Roche, papier, ciseaux : Trois fois passera
Scène

Roche, papier, ciseaux : Trois fois passera

Avec Roche, papier, ciseaux, le Théâtre Complice propose un univers des plus intéressants, celui de Daniel Keene, un dramaturge australien monté pour la première fois au Canada.

En plus de nous faire découvrir un auteur qui se fait de plus en plus remarquer sur la scène internationale, Denis Lavalou et Marie-Josée Gauthier nous proposent un travail tout en finesse. Les deux metteurs en scène ont choisi trois courtes pièces de Daniel Keene qui démontrent tout à la fois la fragilité de l’équilibre humain et la forte capacité de l’espèce à traverser l’apparente absurdité de la vie, comme si derrière chaque geste anodin, derrière chaque épreuve, se cachait une étape importante de la quête du sens.

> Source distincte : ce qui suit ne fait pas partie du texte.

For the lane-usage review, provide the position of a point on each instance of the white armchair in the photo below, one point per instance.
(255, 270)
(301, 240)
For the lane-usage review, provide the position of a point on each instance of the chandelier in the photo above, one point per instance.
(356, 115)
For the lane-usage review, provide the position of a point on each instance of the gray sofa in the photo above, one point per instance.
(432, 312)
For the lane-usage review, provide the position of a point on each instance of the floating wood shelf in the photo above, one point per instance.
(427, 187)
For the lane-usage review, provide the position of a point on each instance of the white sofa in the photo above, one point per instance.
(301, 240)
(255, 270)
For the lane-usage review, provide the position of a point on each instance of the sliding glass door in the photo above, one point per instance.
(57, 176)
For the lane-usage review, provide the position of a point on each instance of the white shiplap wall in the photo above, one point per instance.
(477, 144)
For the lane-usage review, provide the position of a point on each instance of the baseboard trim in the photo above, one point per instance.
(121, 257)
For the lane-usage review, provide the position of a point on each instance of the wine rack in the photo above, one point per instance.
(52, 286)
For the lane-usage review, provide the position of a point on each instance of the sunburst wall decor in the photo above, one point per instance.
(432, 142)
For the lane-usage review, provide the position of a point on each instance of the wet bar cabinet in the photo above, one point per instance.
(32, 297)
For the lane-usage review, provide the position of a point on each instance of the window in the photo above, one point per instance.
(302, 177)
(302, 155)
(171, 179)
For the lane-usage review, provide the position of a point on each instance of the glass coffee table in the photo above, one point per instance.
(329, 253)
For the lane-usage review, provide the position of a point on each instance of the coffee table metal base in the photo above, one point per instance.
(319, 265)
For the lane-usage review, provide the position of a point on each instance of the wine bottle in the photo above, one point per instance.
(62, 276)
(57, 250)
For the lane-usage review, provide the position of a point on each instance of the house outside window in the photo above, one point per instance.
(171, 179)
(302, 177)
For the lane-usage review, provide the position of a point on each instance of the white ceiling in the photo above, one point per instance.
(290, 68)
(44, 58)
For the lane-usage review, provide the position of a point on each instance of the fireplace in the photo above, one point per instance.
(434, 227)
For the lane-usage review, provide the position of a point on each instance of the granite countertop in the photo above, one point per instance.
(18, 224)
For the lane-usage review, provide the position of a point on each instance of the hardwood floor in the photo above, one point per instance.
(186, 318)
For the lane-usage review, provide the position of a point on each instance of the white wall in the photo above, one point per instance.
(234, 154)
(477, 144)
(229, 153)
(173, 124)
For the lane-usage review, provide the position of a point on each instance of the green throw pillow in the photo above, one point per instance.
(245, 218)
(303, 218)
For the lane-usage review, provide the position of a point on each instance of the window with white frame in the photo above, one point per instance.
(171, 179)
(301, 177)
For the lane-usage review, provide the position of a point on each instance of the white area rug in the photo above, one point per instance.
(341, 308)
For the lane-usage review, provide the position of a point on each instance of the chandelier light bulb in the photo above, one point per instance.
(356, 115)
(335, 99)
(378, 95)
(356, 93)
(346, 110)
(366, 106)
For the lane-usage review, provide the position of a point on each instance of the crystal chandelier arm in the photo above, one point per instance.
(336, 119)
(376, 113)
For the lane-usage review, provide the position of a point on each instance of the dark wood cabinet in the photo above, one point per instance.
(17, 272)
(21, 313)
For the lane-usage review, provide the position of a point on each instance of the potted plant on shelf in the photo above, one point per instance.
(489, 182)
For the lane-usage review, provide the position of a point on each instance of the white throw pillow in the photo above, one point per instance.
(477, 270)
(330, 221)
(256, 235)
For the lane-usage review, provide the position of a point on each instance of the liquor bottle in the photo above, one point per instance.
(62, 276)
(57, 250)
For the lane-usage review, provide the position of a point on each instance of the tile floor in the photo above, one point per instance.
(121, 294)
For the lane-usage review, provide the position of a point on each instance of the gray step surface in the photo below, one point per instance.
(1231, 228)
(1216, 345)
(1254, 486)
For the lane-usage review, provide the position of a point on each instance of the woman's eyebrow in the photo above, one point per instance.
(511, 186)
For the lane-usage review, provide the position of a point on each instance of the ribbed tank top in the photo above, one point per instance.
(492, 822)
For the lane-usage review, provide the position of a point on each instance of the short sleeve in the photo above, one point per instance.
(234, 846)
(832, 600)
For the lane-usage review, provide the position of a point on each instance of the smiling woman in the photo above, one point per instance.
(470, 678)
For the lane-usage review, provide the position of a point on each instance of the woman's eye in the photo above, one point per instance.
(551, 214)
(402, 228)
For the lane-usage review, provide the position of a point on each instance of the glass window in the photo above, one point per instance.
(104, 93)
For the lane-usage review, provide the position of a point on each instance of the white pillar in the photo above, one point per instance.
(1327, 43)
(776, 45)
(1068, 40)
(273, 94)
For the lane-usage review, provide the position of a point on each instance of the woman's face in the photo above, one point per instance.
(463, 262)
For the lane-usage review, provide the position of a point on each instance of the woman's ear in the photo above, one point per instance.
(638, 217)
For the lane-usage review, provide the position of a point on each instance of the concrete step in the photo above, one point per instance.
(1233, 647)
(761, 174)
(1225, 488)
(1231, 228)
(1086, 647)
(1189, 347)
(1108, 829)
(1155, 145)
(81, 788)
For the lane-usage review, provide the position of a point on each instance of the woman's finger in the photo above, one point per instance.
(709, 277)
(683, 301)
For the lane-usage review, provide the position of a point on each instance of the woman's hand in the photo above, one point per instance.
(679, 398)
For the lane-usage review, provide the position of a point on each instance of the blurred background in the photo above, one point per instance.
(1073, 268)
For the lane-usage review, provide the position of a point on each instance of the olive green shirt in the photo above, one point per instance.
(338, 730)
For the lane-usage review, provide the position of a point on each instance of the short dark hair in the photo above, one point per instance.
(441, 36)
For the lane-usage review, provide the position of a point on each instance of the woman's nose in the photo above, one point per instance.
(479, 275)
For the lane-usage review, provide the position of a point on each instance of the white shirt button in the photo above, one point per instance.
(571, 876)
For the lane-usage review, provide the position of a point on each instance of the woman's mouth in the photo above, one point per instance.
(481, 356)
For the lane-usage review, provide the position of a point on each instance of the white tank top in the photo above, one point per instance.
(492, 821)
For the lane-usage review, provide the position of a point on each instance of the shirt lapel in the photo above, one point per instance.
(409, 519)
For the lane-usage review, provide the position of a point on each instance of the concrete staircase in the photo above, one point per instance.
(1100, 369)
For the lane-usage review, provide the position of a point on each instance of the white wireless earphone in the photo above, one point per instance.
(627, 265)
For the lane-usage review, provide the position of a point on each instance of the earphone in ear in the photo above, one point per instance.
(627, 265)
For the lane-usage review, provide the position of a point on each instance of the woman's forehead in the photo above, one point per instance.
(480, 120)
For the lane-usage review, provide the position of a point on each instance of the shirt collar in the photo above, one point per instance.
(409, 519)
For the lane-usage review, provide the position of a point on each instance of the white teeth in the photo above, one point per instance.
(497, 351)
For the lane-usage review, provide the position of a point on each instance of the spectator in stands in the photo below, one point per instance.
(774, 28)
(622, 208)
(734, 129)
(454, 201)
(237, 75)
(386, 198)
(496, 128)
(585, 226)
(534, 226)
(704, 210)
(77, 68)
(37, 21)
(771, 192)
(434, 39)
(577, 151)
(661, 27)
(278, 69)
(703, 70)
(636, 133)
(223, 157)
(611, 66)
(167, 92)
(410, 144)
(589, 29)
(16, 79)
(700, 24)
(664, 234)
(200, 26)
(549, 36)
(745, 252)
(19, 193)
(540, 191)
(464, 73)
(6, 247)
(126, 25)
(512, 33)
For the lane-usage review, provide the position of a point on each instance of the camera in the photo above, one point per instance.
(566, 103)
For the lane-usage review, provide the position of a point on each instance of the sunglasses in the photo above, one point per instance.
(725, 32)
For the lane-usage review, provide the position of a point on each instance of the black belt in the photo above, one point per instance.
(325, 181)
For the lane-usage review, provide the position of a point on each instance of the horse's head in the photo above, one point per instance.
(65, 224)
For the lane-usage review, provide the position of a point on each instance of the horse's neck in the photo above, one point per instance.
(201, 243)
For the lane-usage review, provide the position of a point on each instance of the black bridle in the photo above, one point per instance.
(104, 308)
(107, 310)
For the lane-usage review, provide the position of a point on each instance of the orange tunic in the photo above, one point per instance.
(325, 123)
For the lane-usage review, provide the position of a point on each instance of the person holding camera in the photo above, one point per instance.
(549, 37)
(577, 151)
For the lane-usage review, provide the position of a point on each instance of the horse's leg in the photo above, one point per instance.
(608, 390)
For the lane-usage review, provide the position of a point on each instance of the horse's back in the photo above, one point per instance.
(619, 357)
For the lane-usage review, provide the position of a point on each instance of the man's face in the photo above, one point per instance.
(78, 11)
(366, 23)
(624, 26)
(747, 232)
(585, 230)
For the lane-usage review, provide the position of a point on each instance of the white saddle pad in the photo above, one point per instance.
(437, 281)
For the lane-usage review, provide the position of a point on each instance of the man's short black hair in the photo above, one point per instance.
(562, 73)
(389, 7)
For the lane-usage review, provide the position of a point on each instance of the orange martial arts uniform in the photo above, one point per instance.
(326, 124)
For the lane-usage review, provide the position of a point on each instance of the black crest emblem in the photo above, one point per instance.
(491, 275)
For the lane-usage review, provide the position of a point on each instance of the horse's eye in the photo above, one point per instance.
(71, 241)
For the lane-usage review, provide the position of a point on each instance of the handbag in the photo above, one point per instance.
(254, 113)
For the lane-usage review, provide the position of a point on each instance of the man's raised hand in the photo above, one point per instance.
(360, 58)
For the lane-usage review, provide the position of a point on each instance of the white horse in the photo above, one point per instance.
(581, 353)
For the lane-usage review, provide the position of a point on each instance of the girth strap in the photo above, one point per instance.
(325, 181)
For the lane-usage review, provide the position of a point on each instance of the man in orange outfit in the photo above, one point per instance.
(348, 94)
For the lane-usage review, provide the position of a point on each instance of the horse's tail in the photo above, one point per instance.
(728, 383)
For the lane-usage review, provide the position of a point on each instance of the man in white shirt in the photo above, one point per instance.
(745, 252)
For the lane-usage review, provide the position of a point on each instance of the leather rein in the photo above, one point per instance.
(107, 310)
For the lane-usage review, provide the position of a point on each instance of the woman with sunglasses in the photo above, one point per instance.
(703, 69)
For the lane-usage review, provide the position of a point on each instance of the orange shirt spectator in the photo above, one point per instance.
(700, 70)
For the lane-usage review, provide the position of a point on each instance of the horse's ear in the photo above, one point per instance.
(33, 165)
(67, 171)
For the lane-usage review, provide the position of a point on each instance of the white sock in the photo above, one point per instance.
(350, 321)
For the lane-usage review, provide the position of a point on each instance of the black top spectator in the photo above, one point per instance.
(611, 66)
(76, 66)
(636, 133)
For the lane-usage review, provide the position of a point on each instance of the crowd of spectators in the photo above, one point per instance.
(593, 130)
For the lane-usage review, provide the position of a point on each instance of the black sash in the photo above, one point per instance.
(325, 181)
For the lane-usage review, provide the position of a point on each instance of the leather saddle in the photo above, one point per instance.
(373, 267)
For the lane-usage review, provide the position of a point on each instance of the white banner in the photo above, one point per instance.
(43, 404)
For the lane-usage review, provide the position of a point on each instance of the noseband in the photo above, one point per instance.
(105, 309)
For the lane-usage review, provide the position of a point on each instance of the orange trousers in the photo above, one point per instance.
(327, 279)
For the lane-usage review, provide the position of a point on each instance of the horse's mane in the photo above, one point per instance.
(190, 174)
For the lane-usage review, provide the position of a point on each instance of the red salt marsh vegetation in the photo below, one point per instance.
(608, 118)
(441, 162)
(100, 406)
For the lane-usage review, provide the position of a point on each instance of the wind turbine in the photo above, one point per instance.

Présentées comme une trinité, Deux Tibias, Roche, papier, ciseaux et La Pluie sont autant un appel à la dignité qu’un rappel du possible gouffre dans lequel nous pouvons sombrer. Deux Tibias est une sorte de long monologue rappelant beaucoup La Nuit juste avant les forêts de Bernard-Marie Koltès. On y voit un Daniel Gadouas fort, qui campe une sorte de sans-abri imposant le respect et qui choisit ses mots avec la précision d’un orfèvre. Le débit, le souffle, l’enchaînement des idées, tout indique l’efficacité de l’auteur, qui d’ailleurs frôla la vie d’errance dans le New York des années 80. Le personnage cherche une boîte d’une taille précise et nous cause, lui qui pourtant est si peu bavard. La boîte servira de sépulture à un enfant oublié, elle sera, à défaut d’un sauvetage complet, un moyen pour redonner une certaine dignité.

Cernée par deux monologues, la pièce-titre nous emmène au centre d’une famille bouleversée. L’homme de la maison (Denis Gravereaux), un tailleur de pierre, a perdu son emploi. Sa femme (Marie-Josée Gauthier) tente de redonner confiance à celui qu’elle aime, alors que sa fille (Sharon Ibgui) et son ami (Daniel Gadouas) creusent le fossé qui les sépare un peu plus profondément. Cette pièce s’étire un peu en longueur, mais le jeu des comédiens – celui de Gravereaux est remarquable – contrebalance le tout. Dans La Pluie, Denis Lavalou (cette fois comédien) revêt la peau d’une vieille dame qui, en pelant des légumes méthodiquement, trace des sillons importants de la mémoire historique à travers son histoire personnelle. Un moment de théâtre touchant, souvent subtil et qui dérange avec intelligence.